MANILA, Philippines — San Miguel Food and Beverage Inc. (SMFB), the newly consolidated food and beverage giant of San Miguel Corp., plans to bring its products to new markets in Europe and Africa as it aims to become an even bigger global player.
The company’s products are now exported to 60 countries.
“We plan to grow further in Asia, Middle East, US and Australia and new markets in Europe and Africa through image-building, volume generating programs and expansion of distribution base,” SMFB said in documents it is providing investors as part of its forthcoming P142.8 billion share sale.
Here at home, SMFB is trumpeting its capacity expansion plans as it transitions to having company owned facilities instead of relying on toil manufacturers.
The company plans to increase capacity for its value-added meats, dairy, spreads and biscuits by 130,000 metric tons starting this year through 2020.

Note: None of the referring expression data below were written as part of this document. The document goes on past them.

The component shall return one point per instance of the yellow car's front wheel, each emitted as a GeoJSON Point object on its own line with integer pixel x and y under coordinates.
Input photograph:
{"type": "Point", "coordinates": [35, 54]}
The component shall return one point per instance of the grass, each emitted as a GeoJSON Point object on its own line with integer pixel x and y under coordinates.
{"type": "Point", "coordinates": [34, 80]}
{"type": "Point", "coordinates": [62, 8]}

For poultry, pork and feed, the company is building “three processing facilities with 74 million birds total capacity from 2018 to 2020.”
Also in the pipeline are five new feed mills with 1.5 million metric tons capacity. One of these mills will be equipped with “aquatic floating feeds to increase the food division’s capacity for higher mating products and help supply the Visayas and Mindanao region.”

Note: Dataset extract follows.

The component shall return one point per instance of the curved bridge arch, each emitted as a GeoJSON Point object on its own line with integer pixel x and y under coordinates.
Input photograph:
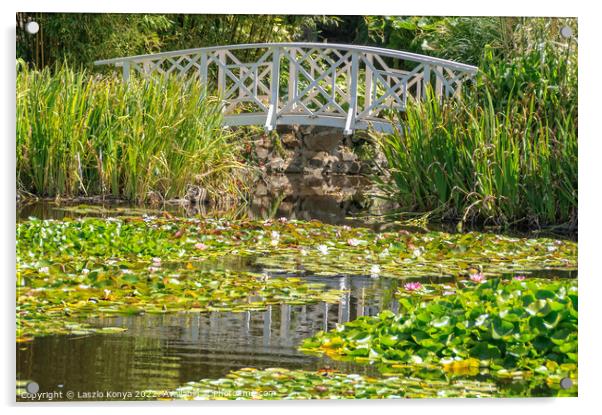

SMFB is also building a new flour mill in Mabini, Batangas which will provide additional capacity of 11 million bags and a ready-to-eat facility in Luzon.
The company is pouring in roughly P6 billion for the two new plants.

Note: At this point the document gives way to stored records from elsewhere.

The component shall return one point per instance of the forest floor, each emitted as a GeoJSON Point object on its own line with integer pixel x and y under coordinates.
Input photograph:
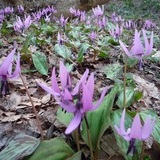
{"type": "Point", "coordinates": [16, 112]}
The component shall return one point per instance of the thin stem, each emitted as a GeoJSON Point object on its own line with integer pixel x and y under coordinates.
{"type": "Point", "coordinates": [142, 152]}
{"type": "Point", "coordinates": [89, 138]}
{"type": "Point", "coordinates": [77, 139]}
{"type": "Point", "coordinates": [124, 83]}
{"type": "Point", "coordinates": [34, 109]}
{"type": "Point", "coordinates": [96, 154]}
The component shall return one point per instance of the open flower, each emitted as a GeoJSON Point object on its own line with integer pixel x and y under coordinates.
{"type": "Point", "coordinates": [137, 130]}
{"type": "Point", "coordinates": [77, 100]}
{"type": "Point", "coordinates": [116, 32]}
{"type": "Point", "coordinates": [21, 25]}
{"type": "Point", "coordinates": [6, 71]}
{"type": "Point", "coordinates": [138, 50]}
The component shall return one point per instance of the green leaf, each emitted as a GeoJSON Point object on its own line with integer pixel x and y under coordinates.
{"type": "Point", "coordinates": [40, 62]}
{"type": "Point", "coordinates": [99, 120]}
{"type": "Point", "coordinates": [64, 117]}
{"type": "Point", "coordinates": [113, 71]}
{"type": "Point", "coordinates": [5, 30]}
{"type": "Point", "coordinates": [76, 156]}
{"type": "Point", "coordinates": [121, 142]}
{"type": "Point", "coordinates": [156, 130]}
{"type": "Point", "coordinates": [82, 51]}
{"type": "Point", "coordinates": [129, 97]}
{"type": "Point", "coordinates": [19, 146]}
{"type": "Point", "coordinates": [54, 149]}
{"type": "Point", "coordinates": [63, 51]}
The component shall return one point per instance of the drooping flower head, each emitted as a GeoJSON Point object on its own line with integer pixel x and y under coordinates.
{"type": "Point", "coordinates": [6, 71]}
{"type": "Point", "coordinates": [138, 50]}
{"type": "Point", "coordinates": [137, 130]}
{"type": "Point", "coordinates": [116, 32]}
{"type": "Point", "coordinates": [98, 11]}
{"type": "Point", "coordinates": [77, 100]}
{"type": "Point", "coordinates": [22, 25]}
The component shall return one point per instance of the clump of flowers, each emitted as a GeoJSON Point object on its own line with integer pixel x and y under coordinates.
{"type": "Point", "coordinates": [22, 25]}
{"type": "Point", "coordinates": [137, 130]}
{"type": "Point", "coordinates": [6, 71]}
{"type": "Point", "coordinates": [138, 49]}
{"type": "Point", "coordinates": [76, 100]}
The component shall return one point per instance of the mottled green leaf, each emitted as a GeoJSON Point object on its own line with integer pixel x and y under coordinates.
{"type": "Point", "coordinates": [129, 97]}
{"type": "Point", "coordinates": [99, 120]}
{"type": "Point", "coordinates": [19, 146]}
{"type": "Point", "coordinates": [156, 130]}
{"type": "Point", "coordinates": [40, 62]}
{"type": "Point", "coordinates": [121, 142]}
{"type": "Point", "coordinates": [64, 117]}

Of the P6 billion, the company is spending P3.7 billion for the Batangas facility which will start commercial operations in the first quarter of next year, while the remaining P2 billion will be used for the “ready-to-eat” plant in Laguna, which is targeted to commence commercial operations in March 2019.
The second phase, on the other hand, is targeted for completion in 2024.
It will also build four facilities and manufacturing lines for hotdogs, butter, margarine and cheese and cannery.
For the beer business, the company is expanding its production facility in Sta. Rosa, Laguna to serve South Luzon. It also plans to put up new production facilities in Tagoloan Misamis Oriental to serve Northern Mindanao.
The company has six company-owned beer production facilities, three of which are in Luzon and three in Visayas and Mindanao, while two are under construction.
For the spirits facilities, the company has six company owned facilities, four of which are in Luzon and two in Visayas and Mindanao.
Capex has been steadily growing the past three years: $82 million in 2015, $151 million in 2016 and $240 million in 2017. For the first half of 2018, capex stood at $98 million.